As federal guidelines on deporting illegal immigrants broaden, local authorities are seeing changes in how immigrants are detained.
In 2015, the Obama administration instituted the Priority Enforcement Program, which focused on deporting illegal immigrants convicted of serious crimes. President Donald Trump issued an executive order Jan. 25 to change deportation priorities, reverting to the Secure Communities policy that had been in force until 2015 and didn’t parse out types of crimes when considering immigrants for deportation.
“Interior enforcement of our nation’s immigration laws is critically important to the national security and public safety of the United States,” the president’s executive order reads. “Many aliens who illegally enter the United States and those who overstay or otherwise violate the terms of their visas present a significant threat to national security and public safety. This is particularly so for aliens who engage in criminal conduct in the United States.”
In 2007, the Hall County Sheriff’s Office partnered with federal authorities in a program called 287(g) to identify illegal immigrants who can be deported.
When an individual is brought into the jail, officers ask where the person is from, their legal status and their address.
Answers to the questions can then trigger an interview with Immigration and Customs Enforcement officials.
In recent weeks, Hall County Sheriff Gerald Couch said some paperwork and procedures have been simplified. The legality of some detentions was previously somewhat unclear, giving some of those participating in the 287(g) program “heartburn,” Couch said.
Immigration officials will now issue arrest warrants instead of detainer forms.
“A warrant has more legal status, I believe, other than just a detainer,” Couch said. “When a person’s eligible for bond, they’re eligible for bond, but if there’s a warrant in place, that changes the entire scope of it. Just a detainer — it made a lot of sheriffs very nervous, because you get in that gray area where are you supposed to be holding this person or not?”

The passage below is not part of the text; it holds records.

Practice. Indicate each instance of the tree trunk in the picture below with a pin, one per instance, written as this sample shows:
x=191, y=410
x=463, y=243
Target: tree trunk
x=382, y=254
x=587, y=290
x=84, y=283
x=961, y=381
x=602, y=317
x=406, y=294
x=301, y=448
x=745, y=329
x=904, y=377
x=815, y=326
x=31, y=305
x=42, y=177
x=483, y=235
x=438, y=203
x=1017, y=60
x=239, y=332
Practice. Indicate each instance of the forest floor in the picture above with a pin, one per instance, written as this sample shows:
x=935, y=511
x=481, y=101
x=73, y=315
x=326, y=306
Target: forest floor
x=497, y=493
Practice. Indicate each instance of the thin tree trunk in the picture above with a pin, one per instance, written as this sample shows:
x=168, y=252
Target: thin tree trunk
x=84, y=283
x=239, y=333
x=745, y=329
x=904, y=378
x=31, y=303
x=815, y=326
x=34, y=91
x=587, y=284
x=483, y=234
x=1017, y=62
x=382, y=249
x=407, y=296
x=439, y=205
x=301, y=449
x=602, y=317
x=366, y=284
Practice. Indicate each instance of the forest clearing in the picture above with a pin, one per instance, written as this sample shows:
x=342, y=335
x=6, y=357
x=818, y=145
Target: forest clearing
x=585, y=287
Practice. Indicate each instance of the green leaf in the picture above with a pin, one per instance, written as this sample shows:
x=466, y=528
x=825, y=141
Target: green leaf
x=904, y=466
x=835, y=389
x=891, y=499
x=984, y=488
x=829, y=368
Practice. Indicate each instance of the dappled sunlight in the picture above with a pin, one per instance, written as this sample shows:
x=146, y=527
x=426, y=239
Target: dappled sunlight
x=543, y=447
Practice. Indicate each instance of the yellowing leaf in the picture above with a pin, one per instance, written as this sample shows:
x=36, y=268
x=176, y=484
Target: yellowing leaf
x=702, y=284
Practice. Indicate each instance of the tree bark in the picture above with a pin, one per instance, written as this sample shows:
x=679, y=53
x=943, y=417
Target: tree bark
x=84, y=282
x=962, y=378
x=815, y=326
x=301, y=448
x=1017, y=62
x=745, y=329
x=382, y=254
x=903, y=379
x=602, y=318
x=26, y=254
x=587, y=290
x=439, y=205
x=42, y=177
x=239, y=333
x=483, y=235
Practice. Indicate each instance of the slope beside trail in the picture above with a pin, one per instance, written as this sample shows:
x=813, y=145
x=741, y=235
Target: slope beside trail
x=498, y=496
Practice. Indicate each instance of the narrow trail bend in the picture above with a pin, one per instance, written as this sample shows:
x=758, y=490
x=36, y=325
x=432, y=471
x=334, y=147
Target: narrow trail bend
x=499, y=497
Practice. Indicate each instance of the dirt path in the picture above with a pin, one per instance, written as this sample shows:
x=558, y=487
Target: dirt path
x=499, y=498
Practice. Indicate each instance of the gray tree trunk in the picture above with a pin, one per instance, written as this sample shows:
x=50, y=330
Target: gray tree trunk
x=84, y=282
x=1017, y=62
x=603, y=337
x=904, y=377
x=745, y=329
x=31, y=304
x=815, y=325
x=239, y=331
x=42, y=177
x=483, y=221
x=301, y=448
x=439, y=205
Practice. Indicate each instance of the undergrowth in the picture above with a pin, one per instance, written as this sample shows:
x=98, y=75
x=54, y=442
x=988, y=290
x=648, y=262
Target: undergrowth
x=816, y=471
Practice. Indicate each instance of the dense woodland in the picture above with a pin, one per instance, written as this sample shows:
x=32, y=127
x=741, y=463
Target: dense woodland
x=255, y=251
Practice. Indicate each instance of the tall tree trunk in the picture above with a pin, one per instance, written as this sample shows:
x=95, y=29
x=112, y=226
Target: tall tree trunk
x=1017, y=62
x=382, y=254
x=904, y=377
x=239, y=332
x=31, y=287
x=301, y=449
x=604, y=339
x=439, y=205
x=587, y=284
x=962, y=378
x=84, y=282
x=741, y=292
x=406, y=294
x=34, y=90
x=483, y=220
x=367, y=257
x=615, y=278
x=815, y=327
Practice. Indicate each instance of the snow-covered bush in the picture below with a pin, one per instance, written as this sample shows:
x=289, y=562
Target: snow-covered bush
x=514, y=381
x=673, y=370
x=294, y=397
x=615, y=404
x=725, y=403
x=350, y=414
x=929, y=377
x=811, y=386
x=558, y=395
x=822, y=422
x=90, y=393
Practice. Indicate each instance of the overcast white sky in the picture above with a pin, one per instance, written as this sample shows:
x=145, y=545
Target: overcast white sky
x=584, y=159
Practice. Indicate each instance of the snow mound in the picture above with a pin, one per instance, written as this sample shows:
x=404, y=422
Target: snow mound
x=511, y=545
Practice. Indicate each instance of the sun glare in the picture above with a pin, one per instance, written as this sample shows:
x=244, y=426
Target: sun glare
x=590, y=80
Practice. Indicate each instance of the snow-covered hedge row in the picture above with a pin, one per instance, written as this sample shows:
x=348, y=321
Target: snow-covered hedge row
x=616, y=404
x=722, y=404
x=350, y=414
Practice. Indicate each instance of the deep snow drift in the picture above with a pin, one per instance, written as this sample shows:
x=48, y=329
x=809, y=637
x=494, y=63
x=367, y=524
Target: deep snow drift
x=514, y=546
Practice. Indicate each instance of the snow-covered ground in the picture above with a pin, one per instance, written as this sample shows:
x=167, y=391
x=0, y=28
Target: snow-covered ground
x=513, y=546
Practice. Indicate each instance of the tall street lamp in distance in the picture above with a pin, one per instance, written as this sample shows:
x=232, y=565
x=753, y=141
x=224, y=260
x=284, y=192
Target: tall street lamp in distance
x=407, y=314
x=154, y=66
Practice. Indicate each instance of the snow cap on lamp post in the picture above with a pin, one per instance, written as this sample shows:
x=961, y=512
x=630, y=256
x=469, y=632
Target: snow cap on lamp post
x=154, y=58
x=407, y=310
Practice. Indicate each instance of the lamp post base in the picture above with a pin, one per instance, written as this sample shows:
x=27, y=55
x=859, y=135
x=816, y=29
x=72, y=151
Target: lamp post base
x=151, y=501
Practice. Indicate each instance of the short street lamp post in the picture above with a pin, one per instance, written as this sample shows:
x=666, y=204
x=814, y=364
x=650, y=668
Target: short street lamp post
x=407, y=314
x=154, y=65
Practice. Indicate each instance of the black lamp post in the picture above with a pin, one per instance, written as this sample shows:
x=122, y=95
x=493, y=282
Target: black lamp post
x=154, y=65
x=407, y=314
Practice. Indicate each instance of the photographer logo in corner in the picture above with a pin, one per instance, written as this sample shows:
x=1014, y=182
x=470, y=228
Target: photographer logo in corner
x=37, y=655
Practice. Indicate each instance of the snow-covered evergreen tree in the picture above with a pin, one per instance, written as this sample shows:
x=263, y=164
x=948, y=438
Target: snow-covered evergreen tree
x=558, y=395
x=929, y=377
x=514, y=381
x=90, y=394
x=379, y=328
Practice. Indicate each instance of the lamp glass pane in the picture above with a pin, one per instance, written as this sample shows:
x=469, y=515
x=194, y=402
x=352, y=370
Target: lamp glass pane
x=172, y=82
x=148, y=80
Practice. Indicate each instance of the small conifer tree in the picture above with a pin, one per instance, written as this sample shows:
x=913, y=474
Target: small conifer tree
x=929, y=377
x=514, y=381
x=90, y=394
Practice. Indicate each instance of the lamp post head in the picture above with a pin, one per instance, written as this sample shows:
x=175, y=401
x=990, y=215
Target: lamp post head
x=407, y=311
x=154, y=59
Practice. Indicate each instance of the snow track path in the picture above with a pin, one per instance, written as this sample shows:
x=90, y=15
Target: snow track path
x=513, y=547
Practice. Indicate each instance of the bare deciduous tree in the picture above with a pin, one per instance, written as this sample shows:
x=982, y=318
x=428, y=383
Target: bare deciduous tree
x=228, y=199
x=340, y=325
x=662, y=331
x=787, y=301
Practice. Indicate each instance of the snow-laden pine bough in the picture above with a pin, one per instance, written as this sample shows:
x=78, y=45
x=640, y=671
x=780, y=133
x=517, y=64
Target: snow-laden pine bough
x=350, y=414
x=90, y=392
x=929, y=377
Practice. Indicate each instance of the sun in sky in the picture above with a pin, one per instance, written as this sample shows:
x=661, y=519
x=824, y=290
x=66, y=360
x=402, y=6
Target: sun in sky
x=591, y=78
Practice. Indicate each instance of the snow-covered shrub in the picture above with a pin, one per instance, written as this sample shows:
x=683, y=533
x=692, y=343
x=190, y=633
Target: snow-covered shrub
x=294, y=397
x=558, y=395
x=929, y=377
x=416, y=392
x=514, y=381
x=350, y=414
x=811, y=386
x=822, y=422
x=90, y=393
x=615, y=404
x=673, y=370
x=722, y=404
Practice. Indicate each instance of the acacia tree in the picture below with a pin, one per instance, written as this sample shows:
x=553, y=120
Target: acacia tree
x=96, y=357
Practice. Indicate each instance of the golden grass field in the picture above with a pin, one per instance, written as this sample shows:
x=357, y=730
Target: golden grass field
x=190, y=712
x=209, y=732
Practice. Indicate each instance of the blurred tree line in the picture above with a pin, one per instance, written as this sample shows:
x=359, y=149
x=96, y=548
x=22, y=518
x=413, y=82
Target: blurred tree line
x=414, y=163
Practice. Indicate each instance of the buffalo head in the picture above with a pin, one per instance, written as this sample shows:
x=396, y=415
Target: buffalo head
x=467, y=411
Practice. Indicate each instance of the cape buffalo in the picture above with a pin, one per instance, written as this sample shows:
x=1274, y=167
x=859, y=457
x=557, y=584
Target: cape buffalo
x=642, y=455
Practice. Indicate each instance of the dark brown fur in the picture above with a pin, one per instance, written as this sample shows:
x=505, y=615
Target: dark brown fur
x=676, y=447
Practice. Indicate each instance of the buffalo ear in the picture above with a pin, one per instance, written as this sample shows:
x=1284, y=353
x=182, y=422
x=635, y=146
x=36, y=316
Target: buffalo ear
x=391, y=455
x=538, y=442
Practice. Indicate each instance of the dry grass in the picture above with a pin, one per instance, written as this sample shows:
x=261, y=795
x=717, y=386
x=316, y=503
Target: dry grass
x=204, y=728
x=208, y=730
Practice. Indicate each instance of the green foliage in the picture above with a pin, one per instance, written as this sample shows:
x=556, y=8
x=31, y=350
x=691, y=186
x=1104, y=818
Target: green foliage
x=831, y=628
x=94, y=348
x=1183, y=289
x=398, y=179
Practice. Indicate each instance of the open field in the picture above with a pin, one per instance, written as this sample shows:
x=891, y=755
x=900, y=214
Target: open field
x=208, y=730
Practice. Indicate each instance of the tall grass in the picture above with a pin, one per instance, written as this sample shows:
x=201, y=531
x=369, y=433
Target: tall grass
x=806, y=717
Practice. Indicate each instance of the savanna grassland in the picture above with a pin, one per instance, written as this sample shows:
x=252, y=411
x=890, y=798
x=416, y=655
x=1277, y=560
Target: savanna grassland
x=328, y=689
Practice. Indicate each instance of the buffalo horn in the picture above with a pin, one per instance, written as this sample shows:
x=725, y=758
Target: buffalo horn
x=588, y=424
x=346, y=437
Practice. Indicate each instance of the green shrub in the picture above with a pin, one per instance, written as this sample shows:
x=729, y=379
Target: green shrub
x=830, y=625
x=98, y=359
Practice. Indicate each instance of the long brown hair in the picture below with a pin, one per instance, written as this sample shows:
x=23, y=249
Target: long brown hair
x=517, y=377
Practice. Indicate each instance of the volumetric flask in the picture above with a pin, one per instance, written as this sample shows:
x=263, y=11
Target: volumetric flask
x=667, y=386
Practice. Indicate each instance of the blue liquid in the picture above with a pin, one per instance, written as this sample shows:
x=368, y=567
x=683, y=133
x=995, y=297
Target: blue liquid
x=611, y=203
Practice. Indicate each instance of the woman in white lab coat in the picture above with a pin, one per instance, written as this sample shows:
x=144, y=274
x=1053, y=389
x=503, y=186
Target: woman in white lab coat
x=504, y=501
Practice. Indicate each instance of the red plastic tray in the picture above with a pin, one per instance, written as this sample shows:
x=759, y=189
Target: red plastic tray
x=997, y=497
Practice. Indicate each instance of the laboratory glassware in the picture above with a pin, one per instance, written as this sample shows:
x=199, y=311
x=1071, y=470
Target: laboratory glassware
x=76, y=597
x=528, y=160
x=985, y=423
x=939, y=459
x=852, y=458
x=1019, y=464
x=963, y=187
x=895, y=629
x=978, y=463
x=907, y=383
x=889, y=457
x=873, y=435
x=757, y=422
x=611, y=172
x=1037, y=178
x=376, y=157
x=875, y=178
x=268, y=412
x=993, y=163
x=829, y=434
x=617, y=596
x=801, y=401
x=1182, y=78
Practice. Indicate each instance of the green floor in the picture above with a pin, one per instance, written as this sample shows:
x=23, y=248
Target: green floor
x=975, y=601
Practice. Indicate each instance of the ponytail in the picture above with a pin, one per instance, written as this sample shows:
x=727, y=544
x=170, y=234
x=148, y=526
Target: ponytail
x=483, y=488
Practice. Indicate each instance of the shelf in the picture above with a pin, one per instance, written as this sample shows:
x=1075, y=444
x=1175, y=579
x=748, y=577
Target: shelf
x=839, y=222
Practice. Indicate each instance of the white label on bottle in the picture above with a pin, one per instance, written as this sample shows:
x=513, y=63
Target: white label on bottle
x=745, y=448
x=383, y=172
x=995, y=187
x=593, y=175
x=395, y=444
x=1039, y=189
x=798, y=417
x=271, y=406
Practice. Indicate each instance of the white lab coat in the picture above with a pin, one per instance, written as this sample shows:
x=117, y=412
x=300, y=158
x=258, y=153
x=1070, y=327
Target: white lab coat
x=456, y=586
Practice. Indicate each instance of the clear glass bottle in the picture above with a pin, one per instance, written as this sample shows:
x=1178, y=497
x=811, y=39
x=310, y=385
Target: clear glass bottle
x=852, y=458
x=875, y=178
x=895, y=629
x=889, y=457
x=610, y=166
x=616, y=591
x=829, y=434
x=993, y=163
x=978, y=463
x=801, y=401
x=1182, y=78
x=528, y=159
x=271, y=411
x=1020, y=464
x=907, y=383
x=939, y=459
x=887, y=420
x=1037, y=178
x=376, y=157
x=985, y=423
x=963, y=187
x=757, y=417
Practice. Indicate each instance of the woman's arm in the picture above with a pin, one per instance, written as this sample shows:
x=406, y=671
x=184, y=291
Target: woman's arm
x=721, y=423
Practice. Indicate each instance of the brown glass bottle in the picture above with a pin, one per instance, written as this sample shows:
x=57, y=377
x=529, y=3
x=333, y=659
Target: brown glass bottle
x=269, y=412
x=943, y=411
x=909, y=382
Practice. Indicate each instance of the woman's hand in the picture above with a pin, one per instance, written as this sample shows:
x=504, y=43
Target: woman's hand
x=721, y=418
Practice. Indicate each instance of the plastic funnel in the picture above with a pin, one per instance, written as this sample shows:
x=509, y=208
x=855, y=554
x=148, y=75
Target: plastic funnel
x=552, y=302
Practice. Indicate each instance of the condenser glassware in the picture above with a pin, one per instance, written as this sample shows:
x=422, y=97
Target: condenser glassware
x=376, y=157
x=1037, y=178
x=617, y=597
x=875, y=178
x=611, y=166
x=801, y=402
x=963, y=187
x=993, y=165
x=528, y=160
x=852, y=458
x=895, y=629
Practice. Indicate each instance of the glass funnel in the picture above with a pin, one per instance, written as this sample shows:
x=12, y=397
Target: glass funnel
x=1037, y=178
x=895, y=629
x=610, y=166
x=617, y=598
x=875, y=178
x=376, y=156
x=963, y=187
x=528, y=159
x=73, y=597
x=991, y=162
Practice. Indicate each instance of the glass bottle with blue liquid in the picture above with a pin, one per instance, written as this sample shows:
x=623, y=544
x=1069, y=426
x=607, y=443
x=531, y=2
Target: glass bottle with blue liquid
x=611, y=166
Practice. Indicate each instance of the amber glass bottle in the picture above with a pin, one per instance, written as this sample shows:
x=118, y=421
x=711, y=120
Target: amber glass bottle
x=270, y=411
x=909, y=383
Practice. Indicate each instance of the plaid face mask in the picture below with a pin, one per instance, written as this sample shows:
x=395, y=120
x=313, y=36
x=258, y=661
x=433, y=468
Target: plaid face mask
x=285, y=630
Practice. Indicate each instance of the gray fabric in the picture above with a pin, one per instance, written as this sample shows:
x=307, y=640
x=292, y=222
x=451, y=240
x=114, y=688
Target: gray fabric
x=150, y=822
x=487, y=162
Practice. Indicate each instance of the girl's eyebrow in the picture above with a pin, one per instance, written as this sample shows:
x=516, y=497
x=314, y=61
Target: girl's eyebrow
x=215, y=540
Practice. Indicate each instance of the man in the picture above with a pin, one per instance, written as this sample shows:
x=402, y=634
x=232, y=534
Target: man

Previously, when an undocumented detainee could make bond or was to be released, ICE would be notified ahead of the release date and determine if it needed to act on removing the person from the country.
With the most recent changes, immigrants can be detained past their scheduled release date, according to “Secure Communities.” They can also now be detained even if they have no records in ICE’s database. The Obama administration had stopped detaining immigrants in these cases unless the detainment order indicated the person was a deportation priority.
“I continue to believe that it harms our local economy and our local families, but the climate these days is more toward aggressive enforcement of immigration laws,” attorney Arturo Corso said.
Since the most recent changes, Couch said he has not seen any differences in length of stay or number of immigrants detained.
According to ICE Southern Region spokesman Bryan Cox, Hall County jail officials processed 681 foreign-born people in fiscal year 2016, and 45 were deported. An average of about 900 people total are detained in the Hall County jail in a given month.
Couch said he has been concerned with a “cloud of fear” and misinformation that has plagued the immigration issue in recent months.
“I know in times of misinformation, it allows the criminal element to prey on victims who may not report that they’re a victim of a crime to law enforcement because of that fear,” he said.
The Sheriff’s Office does not perform field enforcement, and those reporting crimes are not asked about legal status, Couch said.
Amid national reports of raids and sweeps, 11 people were arrested in early February.
“From those individuals, all of the ones that I saw on their list had been convicted of very serious felonies and some multiple offenders,” Couch said.
The examples included felony drug conviction, theft by taking, aggravated assault and sexual battery, he said.
Corso said he was retained on the criminal case for a single mother accused of working under a false name. After the real person filed a complaint, the woman was arrested and has been ordered deported.
“If people of Hall County understood what was really going on here, I don’t think we would be in favor of deporting a single mother of an American citizen simply for working under a fake name,” Corso said. “If she could work under her real name, she would.”
At a meeting in January among Georgia sheriffs, Couch said ICE officials said changes in immigration procedures are expected.
“I believe that it has been successful in identifying the criminal element that would prey upon everybody that lives here and calls Hall County home,” Couch said.
In 2015, Corso filed a civil suit against Couch and Hall County Solicitor General Stephanie Woodard regarding the 287(g) program, claiming those under an immigration hold were removed from the jurisdiction where they still have a pending criminal case.
A judge dismissed the case last year, saying the clients lacked the standing to bring the case. The two named plaintiffs in the case had already been released from Hall County’s custody, so the judge ruled the case was moot.